Restless Legs Syndrome (RLS) is a sleep problem that interferes with falling asleep. While trying to fall asleep, people suffering from RLS will experience sensations in their legs that can only be relieved by movement. The sensations have been described as aches, discomfort, creeping and/or crawling feelings, itchiness, and tingling. People sometimes describe it like bugs crawling in their muscles. When they move, the bugs stop crawling, but when they are still, the bugs start again.
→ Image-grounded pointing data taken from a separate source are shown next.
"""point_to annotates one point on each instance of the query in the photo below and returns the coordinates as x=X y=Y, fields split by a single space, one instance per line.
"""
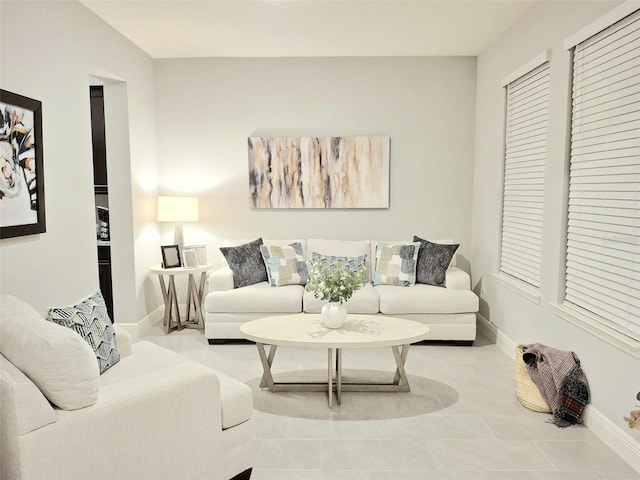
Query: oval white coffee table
x=306 y=330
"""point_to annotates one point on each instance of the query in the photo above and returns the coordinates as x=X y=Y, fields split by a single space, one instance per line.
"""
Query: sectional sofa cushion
x=260 y=297
x=395 y=264
x=285 y=264
x=89 y=319
x=425 y=298
x=246 y=263
x=433 y=261
x=60 y=363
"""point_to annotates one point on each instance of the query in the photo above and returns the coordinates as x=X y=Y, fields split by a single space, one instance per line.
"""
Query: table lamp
x=178 y=210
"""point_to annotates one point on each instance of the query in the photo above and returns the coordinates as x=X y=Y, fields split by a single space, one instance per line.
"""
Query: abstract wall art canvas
x=21 y=173
x=319 y=172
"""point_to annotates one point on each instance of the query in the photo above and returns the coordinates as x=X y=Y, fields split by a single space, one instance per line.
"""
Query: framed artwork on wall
x=319 y=172
x=21 y=166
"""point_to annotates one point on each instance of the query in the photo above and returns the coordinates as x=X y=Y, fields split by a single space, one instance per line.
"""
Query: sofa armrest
x=146 y=421
x=124 y=340
x=457 y=279
x=221 y=279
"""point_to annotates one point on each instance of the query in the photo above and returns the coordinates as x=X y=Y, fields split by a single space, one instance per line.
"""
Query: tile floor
x=461 y=421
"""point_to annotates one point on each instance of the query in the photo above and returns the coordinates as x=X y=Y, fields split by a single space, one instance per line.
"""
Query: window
x=603 y=228
x=523 y=193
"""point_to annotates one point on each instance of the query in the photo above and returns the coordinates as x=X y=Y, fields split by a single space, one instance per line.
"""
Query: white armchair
x=155 y=413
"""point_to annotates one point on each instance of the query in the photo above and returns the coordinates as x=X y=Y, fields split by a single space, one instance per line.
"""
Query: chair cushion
x=56 y=359
x=425 y=299
x=89 y=319
x=364 y=301
x=235 y=397
x=256 y=298
x=246 y=263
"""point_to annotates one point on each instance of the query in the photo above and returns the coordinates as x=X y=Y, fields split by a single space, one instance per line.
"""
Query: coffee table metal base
x=399 y=383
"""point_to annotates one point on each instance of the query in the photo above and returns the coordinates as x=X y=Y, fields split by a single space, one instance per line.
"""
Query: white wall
x=49 y=51
x=208 y=107
x=613 y=375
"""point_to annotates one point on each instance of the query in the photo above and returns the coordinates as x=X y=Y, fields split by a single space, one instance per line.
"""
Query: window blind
x=603 y=231
x=523 y=190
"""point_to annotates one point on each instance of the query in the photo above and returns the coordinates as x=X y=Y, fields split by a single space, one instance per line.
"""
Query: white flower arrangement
x=334 y=284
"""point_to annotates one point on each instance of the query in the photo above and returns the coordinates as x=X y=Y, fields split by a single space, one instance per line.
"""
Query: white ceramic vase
x=334 y=314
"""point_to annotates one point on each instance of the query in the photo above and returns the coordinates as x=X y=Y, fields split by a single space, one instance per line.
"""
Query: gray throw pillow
x=246 y=263
x=89 y=318
x=433 y=261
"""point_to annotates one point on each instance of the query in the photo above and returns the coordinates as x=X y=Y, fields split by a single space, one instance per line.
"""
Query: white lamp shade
x=178 y=209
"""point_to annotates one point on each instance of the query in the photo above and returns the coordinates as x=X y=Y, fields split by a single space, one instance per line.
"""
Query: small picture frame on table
x=201 y=253
x=190 y=258
x=170 y=256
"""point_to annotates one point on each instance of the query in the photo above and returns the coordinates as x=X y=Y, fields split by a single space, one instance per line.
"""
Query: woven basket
x=527 y=391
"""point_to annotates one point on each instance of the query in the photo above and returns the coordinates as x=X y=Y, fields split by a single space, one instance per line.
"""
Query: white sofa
x=450 y=312
x=153 y=415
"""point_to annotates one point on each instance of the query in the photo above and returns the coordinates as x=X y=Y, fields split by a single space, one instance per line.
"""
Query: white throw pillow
x=55 y=358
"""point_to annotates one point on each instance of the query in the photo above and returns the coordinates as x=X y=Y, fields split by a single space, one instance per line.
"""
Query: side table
x=172 y=319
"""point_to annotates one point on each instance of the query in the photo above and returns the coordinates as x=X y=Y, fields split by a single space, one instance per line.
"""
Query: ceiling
x=310 y=28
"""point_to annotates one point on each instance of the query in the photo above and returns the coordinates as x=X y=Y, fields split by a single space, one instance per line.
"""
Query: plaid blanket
x=558 y=376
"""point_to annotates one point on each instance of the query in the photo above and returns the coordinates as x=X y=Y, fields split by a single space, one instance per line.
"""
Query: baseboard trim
x=132 y=328
x=613 y=436
x=491 y=331
x=602 y=427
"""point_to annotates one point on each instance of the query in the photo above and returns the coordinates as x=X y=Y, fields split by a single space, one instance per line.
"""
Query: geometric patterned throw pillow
x=350 y=264
x=285 y=264
x=90 y=320
x=395 y=264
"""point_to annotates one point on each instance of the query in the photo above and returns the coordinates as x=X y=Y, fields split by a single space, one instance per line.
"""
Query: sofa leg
x=246 y=475
x=222 y=341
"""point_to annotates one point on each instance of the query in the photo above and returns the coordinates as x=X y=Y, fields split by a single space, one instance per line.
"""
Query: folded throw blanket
x=558 y=376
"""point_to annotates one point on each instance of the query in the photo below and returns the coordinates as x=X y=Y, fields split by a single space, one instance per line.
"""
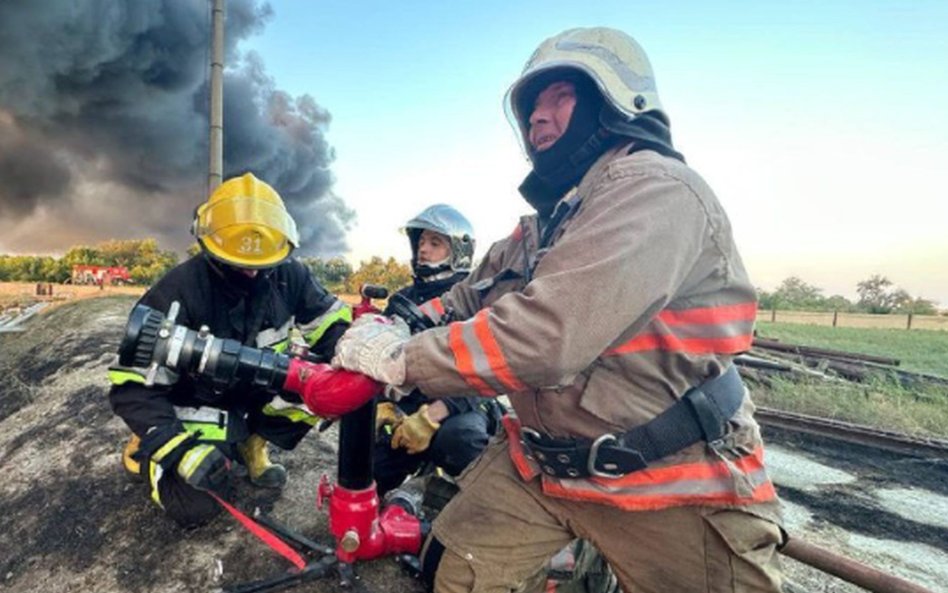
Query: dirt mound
x=72 y=521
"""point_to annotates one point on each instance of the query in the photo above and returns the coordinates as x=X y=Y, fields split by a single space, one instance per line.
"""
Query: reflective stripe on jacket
x=638 y=296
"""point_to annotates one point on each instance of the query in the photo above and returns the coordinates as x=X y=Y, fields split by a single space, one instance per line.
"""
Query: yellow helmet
x=244 y=223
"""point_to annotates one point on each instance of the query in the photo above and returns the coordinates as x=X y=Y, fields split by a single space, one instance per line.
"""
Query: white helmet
x=612 y=59
x=448 y=221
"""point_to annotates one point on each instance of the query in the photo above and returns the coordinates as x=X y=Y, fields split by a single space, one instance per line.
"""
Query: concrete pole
x=216 y=161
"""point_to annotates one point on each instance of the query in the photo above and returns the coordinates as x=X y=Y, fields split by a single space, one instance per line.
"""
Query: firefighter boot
x=132 y=467
x=262 y=473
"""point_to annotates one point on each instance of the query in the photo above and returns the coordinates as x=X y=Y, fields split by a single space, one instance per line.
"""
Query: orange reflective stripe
x=724 y=329
x=706 y=482
x=690 y=483
x=464 y=361
x=517 y=454
x=710 y=315
x=495 y=358
x=763 y=493
x=671 y=343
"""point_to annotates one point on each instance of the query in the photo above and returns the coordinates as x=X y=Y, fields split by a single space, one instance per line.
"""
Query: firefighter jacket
x=420 y=292
x=635 y=294
x=258 y=312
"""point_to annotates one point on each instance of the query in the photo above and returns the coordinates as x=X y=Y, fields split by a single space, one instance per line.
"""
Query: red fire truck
x=100 y=275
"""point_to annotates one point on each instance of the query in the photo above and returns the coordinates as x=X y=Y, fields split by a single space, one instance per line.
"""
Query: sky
x=821 y=125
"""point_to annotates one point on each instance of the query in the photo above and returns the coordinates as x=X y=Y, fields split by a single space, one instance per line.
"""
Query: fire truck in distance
x=100 y=275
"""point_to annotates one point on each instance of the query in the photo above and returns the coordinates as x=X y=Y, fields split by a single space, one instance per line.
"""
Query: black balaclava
x=233 y=278
x=594 y=127
x=557 y=169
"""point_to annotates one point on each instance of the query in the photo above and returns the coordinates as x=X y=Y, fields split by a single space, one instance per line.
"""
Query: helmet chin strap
x=429 y=272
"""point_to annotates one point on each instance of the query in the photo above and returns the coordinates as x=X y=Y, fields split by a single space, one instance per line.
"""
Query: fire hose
x=363 y=530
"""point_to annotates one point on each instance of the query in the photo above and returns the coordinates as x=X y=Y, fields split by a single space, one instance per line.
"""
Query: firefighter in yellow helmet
x=243 y=285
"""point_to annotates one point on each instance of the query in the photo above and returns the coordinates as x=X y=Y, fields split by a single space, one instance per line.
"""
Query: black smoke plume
x=103 y=124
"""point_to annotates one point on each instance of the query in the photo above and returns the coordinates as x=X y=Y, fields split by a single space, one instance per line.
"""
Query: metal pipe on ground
x=848 y=569
x=812 y=351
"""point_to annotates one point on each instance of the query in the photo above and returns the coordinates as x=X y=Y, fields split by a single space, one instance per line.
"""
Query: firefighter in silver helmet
x=450 y=432
x=611 y=319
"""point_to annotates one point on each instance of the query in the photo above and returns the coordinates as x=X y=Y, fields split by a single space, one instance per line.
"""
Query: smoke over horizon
x=103 y=125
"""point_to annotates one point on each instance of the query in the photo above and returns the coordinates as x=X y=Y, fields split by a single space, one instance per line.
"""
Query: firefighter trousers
x=499 y=531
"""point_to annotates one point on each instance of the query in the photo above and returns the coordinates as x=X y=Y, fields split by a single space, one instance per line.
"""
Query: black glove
x=204 y=467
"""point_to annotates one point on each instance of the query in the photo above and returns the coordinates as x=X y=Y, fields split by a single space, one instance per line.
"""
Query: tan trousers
x=499 y=531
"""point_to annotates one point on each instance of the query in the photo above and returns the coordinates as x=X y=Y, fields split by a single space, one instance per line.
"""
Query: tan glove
x=374 y=346
x=387 y=414
x=415 y=432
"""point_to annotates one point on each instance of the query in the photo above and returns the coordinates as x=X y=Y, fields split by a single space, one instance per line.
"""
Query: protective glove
x=374 y=346
x=387 y=414
x=415 y=432
x=204 y=467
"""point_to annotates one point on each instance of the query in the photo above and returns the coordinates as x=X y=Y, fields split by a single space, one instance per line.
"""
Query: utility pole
x=216 y=162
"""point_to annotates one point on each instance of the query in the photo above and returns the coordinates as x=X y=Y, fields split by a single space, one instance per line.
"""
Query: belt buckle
x=526 y=436
x=594 y=453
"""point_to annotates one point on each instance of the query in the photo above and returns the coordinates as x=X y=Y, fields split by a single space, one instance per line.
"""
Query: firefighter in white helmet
x=611 y=318
x=243 y=286
x=448 y=432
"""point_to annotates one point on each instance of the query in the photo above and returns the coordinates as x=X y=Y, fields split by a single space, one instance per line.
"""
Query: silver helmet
x=445 y=220
x=612 y=59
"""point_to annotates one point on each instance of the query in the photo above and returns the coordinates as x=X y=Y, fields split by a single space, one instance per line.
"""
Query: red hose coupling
x=361 y=534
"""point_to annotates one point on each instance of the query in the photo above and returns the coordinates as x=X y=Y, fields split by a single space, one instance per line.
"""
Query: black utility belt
x=701 y=414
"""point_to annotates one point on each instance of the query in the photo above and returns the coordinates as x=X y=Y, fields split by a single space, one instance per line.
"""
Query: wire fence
x=862 y=320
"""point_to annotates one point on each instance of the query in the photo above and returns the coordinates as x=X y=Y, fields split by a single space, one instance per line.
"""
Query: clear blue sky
x=822 y=126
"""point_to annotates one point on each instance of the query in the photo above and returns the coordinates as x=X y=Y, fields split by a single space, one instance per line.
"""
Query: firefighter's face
x=551 y=113
x=433 y=247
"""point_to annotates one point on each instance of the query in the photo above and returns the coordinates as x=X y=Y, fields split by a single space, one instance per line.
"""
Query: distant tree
x=794 y=293
x=875 y=294
x=765 y=299
x=918 y=306
x=388 y=273
x=332 y=273
x=83 y=255
x=839 y=303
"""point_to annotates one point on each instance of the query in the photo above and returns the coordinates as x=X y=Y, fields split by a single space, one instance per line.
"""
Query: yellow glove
x=414 y=433
x=387 y=414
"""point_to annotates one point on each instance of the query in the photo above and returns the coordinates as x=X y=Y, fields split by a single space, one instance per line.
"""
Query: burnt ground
x=69 y=517
x=71 y=521
x=851 y=506
x=847 y=512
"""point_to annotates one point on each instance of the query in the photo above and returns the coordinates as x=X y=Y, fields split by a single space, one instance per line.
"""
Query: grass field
x=14 y=294
x=881 y=402
x=920 y=351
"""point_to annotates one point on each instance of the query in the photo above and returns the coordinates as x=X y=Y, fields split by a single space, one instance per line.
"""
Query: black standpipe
x=356 y=444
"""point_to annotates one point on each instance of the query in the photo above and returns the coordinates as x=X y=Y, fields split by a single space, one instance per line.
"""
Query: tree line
x=146 y=263
x=877 y=295
x=143 y=259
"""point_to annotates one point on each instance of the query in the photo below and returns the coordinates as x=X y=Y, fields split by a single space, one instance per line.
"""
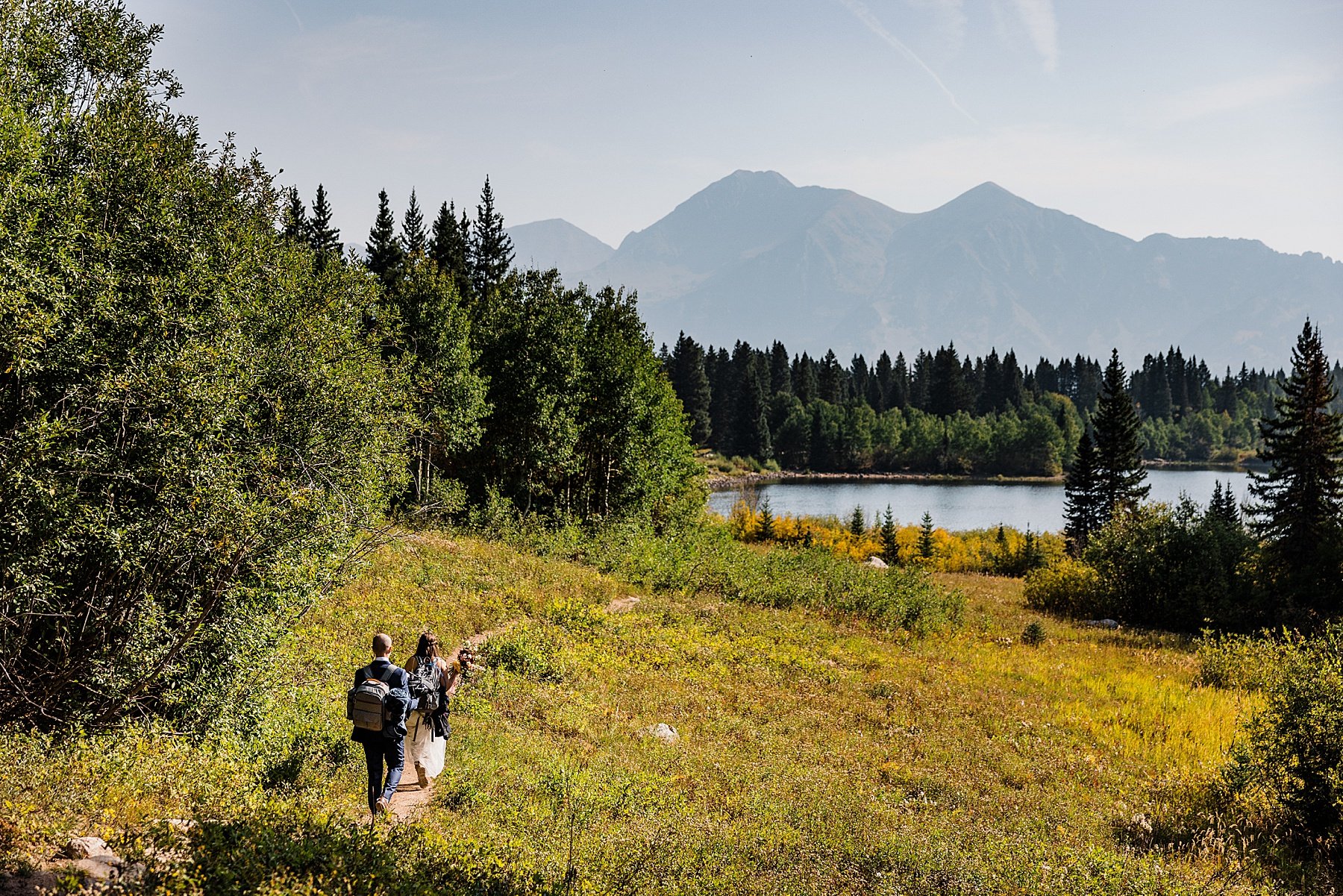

We saw a few interesting cases in the sleep lab. One poor woman had to take a hot bath every hour just to relieve the discomfort in her legs and get a bit of sleep. Another lady used to scratch her legs with a pointed stick and we have even see one man who had to tap his legs with a baseball bat over and over again just to relieve the annoyance. Imagine trying to sleep while hitting yourself with a baseball bat!
The sensations are usually felt between the ankle and the knee. Occasionally they can be felt in the thighs or feet and they are rarely experienced in the arms. RLS appears to increase with age. Peak onset is usually during middle age. Over night sleep studies show limb movements at sleep onset. Most, if not all, people with RLS show periodic limb movements (PLMs) during sleep.
Medications are available for PLMs and RLS. Increasing exercise has also been found to relieve the sensations for some people but in others it can make the RLS worse.